How Inferiority Complex Talks to A Writer Whose Mother Tongue is Urdu

I wake up at 7 am, sleep again for two hours, get up at 9 am to finally work,
open my laptop, remind myself, no big deal, it’s a day, after all, it will pass.
Boss sends a message, could you please take care of this? I agree. I can do it.
I find online tools to work, my own toolkit is empty. Poor at English, bad at using Grammarly.
I juggle with the task-at-hand like a clown and send it over after an hour.
Boss calls me a nut case; I feel a buzzing in my veins.
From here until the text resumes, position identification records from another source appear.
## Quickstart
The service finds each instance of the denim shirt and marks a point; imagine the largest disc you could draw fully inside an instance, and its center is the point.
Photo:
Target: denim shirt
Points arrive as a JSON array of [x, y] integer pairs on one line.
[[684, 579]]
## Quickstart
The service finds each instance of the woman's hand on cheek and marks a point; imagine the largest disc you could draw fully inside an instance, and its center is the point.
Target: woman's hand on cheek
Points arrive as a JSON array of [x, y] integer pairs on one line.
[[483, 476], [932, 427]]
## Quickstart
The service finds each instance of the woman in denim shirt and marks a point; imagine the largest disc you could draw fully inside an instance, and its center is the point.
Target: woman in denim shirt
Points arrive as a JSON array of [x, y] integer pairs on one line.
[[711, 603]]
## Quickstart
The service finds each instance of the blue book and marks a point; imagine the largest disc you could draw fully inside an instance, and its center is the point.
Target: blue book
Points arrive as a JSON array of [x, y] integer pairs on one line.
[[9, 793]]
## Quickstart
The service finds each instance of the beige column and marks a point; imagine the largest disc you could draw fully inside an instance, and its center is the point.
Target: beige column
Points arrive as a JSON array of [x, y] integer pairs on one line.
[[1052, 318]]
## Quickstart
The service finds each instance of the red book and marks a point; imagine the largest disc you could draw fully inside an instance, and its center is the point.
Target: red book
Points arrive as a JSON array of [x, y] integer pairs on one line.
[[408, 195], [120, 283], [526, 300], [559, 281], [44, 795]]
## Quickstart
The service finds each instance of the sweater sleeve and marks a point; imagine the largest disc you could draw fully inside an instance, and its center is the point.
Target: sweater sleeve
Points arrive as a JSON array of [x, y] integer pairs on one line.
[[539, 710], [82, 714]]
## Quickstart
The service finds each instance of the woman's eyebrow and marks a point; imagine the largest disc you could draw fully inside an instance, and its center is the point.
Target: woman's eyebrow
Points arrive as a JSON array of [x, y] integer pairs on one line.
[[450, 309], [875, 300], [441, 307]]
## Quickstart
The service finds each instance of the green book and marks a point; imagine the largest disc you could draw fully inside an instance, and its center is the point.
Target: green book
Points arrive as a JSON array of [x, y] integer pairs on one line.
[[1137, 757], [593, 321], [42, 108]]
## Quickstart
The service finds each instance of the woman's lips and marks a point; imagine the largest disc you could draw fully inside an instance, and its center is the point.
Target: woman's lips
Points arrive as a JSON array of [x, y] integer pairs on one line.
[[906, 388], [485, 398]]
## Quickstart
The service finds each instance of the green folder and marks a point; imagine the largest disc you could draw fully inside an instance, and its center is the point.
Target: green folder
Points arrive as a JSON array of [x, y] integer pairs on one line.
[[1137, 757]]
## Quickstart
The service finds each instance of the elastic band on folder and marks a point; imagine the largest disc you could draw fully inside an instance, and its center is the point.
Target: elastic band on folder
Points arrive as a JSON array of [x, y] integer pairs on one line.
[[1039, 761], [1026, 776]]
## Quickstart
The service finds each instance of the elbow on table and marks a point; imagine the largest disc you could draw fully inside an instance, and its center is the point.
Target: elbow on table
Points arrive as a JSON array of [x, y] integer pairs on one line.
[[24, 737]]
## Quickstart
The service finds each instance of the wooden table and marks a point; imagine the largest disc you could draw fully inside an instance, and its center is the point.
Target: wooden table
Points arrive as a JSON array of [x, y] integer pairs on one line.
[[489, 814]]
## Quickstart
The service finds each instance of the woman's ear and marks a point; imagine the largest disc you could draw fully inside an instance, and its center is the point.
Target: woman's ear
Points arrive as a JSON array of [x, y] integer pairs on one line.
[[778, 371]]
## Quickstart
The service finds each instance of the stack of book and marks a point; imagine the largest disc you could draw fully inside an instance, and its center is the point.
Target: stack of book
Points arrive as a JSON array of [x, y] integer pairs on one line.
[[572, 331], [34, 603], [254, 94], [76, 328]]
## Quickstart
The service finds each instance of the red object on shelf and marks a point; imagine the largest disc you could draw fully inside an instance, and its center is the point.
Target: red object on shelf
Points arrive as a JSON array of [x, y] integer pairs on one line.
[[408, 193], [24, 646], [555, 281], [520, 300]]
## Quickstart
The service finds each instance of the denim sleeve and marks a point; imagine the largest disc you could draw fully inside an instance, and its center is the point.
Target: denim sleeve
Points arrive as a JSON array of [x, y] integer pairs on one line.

I slam my laptop shut,
take a shower to wash off anxiety and settle on my sofa for the evening;
I flip pages after pages of a book, learn four new words,
forget two before I browse through the dictionary.
The meaning is there, written in bold letters, but the context seems too hazy.
I refill my fountain pen, open my tattered notebook and write,
I CAN DO IT but the ‘CAN’ scatters across the page,
and I wipe it off with clumsy fingers.
I look at them with a wondering sadness, soaked in blue ink, ruined, perhaps forever.
Then stamp the residues of my affirmations on the entire page, in anger.
I begin on a fresh page, a non-native writer, pretending.
My mind, an echo chamber, echoes the subtle voices of my inferiority complex:
I imagine her as a woman in a wedding gown, lying in a coffin,
shrieking so loudly, I fear those nearby may hear,
and call a priest perhaps, to exorcise this demon out of me, calming her incessant shrieks of:

“English poetry is not for you. You’re only meant for writing in Urdu”
“Get moving with Alif, Bay, Pay. ABCs are for people with brains.”
“Don’t waste time learning rhyme and meter, you are too dumb to understand them.”
“Ballads, sonnets and limericks only perch on virtuous minds, they will stare at your ignorance in disbelief”.
“Don’t let pastorals or ghazals lure you to the pen—the beauty of flowers and passionate love will not make a poet out of you.”
“Metaphors will always remain invisible ghosts beyond your grasp, similes are mirrors that will not hold your reflection.’’

For a moment, I shudder at the truth of this voice,
Her honest concern, full of seductive charm laced with venomous hatred
I want to believe her, she cares for me. She wants to spare me the embarrassment
of becoming who I think I can be.
But as a strong gush of wind passes through the window,
and the page – speckled with small dots of ink from my suspended pen- stares at me with dread.

I realize this is what I’m meant to do:
save words from the wrath of my inferior ink.

 

 

Fizza Abbas is a writer based in Karachi, Pakistan. She is fond of poetry and music. Her work has appeared in more than 90 journals, both online and in print. Her work has also been nominated for Best of The Net and shortlisted for Oxford Brookes International Poetry Competition 2021.